Au-delà de son appartenance culturelle, c’est un lieu qui est le patrimoine de l’humanité, le fait de changer sa vocation, d’en changer le nom, d’y pratiquer un autre culte, d’en masquer les icônes, est un viol fait à la mémoire et à l’âme de ces lieux. «
Les derniers orthodoxes
La minorité grecque orthodoxe est inquiète également, en colère parfois, mais silencieuse le plus souvent. « Les Roums« , c’est ainsi qu’ils sont appelés en Turquie. Une petite communauté en déclin, très soudée, très fermée, prudente, car leur situation est précaire. Pas facile de les approcher, de les faire parler. L’avènement du nationalisme turc au siècle dernier a laissé des traces : vexation, discrimination, persécution parfois, et maintenant Sainte-Sophie, l’ancienne basilique millénaire, l’un des symboles de leur foi, convertie en mosquée une fois de plus. De quoi réveiller les peurs..
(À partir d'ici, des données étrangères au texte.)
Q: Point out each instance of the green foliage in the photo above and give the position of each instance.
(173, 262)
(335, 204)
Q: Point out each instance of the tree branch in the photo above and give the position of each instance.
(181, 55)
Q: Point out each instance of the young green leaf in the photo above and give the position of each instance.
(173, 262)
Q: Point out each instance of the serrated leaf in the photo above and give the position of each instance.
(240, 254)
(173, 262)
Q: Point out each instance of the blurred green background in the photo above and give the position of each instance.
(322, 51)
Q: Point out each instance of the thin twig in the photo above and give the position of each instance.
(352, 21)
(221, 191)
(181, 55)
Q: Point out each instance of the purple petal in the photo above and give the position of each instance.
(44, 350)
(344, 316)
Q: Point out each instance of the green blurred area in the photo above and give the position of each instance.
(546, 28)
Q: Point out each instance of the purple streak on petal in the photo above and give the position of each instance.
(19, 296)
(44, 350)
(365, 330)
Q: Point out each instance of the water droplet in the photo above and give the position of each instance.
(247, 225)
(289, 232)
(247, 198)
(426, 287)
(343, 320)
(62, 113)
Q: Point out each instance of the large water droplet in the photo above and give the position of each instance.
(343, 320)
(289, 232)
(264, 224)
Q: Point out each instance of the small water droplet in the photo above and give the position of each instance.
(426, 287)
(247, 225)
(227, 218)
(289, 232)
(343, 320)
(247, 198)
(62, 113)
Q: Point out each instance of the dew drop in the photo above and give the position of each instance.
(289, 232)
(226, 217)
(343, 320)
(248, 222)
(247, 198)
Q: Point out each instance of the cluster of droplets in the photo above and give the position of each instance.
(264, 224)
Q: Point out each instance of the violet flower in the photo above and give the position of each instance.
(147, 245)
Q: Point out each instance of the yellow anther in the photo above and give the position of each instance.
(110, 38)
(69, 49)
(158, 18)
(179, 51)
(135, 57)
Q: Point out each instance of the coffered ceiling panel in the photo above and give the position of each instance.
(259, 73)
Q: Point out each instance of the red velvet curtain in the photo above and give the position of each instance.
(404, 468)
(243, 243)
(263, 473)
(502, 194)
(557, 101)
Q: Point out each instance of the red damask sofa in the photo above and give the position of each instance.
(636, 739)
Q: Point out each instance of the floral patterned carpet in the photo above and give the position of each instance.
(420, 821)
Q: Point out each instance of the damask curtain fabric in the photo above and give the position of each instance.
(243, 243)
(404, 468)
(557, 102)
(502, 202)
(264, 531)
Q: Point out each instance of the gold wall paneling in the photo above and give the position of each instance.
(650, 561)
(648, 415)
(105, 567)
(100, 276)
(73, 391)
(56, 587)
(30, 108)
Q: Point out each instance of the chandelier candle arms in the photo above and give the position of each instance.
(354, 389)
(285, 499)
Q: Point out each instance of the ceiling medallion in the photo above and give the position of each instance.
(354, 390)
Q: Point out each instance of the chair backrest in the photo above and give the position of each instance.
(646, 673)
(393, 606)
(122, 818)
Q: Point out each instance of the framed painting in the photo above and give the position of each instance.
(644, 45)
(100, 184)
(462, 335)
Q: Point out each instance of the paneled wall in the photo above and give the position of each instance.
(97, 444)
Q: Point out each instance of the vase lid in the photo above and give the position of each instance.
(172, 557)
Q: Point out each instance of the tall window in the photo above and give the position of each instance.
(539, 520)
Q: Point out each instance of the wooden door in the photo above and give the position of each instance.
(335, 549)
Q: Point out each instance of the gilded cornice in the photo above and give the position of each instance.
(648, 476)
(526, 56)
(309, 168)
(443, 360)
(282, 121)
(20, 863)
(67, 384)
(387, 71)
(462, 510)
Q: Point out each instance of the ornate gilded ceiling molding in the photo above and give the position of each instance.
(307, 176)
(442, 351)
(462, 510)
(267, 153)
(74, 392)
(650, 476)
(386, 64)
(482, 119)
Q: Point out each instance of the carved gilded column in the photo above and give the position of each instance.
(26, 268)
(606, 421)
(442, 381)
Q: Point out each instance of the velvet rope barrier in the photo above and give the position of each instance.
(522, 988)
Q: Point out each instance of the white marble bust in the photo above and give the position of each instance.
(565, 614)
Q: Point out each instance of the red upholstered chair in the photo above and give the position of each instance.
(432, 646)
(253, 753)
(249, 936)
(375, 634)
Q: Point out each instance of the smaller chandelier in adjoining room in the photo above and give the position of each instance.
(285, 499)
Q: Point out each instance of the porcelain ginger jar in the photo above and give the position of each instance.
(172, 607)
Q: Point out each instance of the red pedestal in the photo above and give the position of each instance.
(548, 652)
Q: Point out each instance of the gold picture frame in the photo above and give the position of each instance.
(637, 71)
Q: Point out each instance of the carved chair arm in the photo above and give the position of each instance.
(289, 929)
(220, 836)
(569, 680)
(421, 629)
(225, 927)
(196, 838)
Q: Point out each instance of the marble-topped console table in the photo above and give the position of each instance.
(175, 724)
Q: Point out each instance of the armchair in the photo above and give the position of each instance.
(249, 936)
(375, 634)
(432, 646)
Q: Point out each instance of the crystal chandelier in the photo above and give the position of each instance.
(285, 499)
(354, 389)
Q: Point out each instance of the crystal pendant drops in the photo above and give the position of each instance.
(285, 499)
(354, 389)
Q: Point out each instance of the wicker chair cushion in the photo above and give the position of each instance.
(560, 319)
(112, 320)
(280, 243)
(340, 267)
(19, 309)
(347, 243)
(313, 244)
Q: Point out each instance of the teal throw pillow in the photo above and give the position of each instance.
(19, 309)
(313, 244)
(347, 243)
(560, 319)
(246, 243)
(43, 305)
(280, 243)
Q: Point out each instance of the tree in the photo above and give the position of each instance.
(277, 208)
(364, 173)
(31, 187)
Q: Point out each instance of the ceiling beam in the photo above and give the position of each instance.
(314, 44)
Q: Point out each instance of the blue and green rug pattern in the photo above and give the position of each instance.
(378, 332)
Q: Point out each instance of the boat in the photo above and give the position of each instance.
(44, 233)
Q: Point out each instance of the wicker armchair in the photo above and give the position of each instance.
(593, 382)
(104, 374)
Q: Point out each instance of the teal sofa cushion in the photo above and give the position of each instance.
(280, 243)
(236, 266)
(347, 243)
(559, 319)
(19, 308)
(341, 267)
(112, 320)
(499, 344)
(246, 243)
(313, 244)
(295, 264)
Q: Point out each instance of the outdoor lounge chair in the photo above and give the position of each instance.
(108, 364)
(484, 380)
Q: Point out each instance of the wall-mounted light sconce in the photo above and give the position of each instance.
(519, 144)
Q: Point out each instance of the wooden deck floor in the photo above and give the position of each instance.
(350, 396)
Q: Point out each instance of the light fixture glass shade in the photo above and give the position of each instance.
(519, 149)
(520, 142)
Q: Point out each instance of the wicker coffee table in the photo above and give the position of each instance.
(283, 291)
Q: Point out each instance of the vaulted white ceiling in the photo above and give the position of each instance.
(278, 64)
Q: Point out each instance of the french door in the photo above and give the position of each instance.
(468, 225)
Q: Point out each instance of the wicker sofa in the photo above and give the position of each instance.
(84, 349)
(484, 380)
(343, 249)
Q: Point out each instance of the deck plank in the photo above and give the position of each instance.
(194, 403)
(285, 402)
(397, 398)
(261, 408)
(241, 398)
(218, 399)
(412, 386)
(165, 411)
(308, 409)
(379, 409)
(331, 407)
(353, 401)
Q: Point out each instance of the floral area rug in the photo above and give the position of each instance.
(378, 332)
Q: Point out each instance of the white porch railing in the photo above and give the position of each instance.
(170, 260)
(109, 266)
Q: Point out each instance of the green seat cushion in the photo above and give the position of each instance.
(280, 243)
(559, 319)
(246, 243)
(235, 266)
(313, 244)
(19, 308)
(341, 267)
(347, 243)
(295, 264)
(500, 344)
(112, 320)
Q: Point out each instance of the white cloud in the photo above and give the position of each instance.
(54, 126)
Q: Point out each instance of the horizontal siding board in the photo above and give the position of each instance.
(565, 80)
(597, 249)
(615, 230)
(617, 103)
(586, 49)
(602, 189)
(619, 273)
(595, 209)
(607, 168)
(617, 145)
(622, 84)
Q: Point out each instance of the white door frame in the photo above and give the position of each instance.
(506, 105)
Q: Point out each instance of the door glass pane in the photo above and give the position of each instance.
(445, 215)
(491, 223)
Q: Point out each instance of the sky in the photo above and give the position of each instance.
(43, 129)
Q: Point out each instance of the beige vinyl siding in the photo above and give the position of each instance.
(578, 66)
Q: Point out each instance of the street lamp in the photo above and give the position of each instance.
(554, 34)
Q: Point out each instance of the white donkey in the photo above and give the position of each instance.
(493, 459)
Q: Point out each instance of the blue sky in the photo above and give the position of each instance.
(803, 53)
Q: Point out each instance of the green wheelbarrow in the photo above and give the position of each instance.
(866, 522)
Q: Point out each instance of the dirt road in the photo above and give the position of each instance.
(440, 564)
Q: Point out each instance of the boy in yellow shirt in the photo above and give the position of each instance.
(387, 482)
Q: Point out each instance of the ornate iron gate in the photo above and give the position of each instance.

Toujours à Istanbul, nous avons rencontré Mikhail Vasiliadis, 81 ans, un membre important de la communauté grecque orthodoxe qui dirige le dernier quotidien rédigé en langue grecque à Istanbul, publié à quelques centaines d’exemplaires.
Pour lui, Sainte-Sophie est « la huitième merveille du monde« . « Ce que je sais, confie-t-il, c’est que toute l’attention qui a été déployée sur ce sujet par les médias proches du gouvernement a créé une peur dans la communauté grecque orthodoxe, les gens se demandent si ils ne vont pas revivre les pogroms des 6 et 7 septembre 1955. » Une crainte renforcée par le destin de ceux qui « sont déjà une espèce en voie de disparition » :
« Imaginez vous ! Dans un quartier habité par 5 000 personnes et où vivent seulement 2 Roums, comment voulez-vous qu’ils n’aient pas peur, quand ils entendent en permanence leurs voisins crier, hurler, ‘On va faire de Sainte Sophie une mosquée !’ De l’inquiétude à la peur, il n’y a qu’un pas. Quand vous avez eu un traumatisme et que quelqu’un vient mettre du sel sur la plaie, cela crée un sentiment d’insécurité. »
Sur l’île de Kinaliada, non loin d’Istanbul, une cinquantaine de Roums sont réunis le 6 août dans un petit monastère pour la transfiguration du Christ et la bénédiction des raisins. On s’embrasse, c’est chaleureux, sauf quand on s’approche, et dit « Sainte-Sophie ». Les sourires deviennent crispés : « On ne parle pas de ça« , nous rétorque-t-on, « N’insistez pas« . Heureusement, il y a Yorgo Istefanopulos, 76 ans, représentant civil de la communauté grecque orthodoxe de Kadidöy, qui accepte de répondre, mais dans un langage prudent, et pour cause : « Notre communauté qui représentait des centaines de milliers de personnes au début du XIXe siècle ne compte même pas 2 000 membres aujourd’hui en Turquie« . Leur présence ne tient qu’à un fil.
« C’est dommage, mais je ne peux pas être en colère… », cède Yorgo Istefanopulos. « La seule chose que je peux me permettre, c’est d’être blessé. Comment pourrais-je réagir ? L’Etat turc a le droit de faire tout ce qu’il veut avec ce monument. Mais Atatürk avait pris la bonne décision en faisant de Sainte-Sophie un musée, car nous ne sommes plus un état ottoman, nous sommes la Turquie, qui est supposée être laïque, laïciste. Les gens de ma communauté ne veulent pas en parler ! Si ils parlent, cela pourrait être interprété comme une critique du président de la république, ou du libre-arbitre de la République turque« .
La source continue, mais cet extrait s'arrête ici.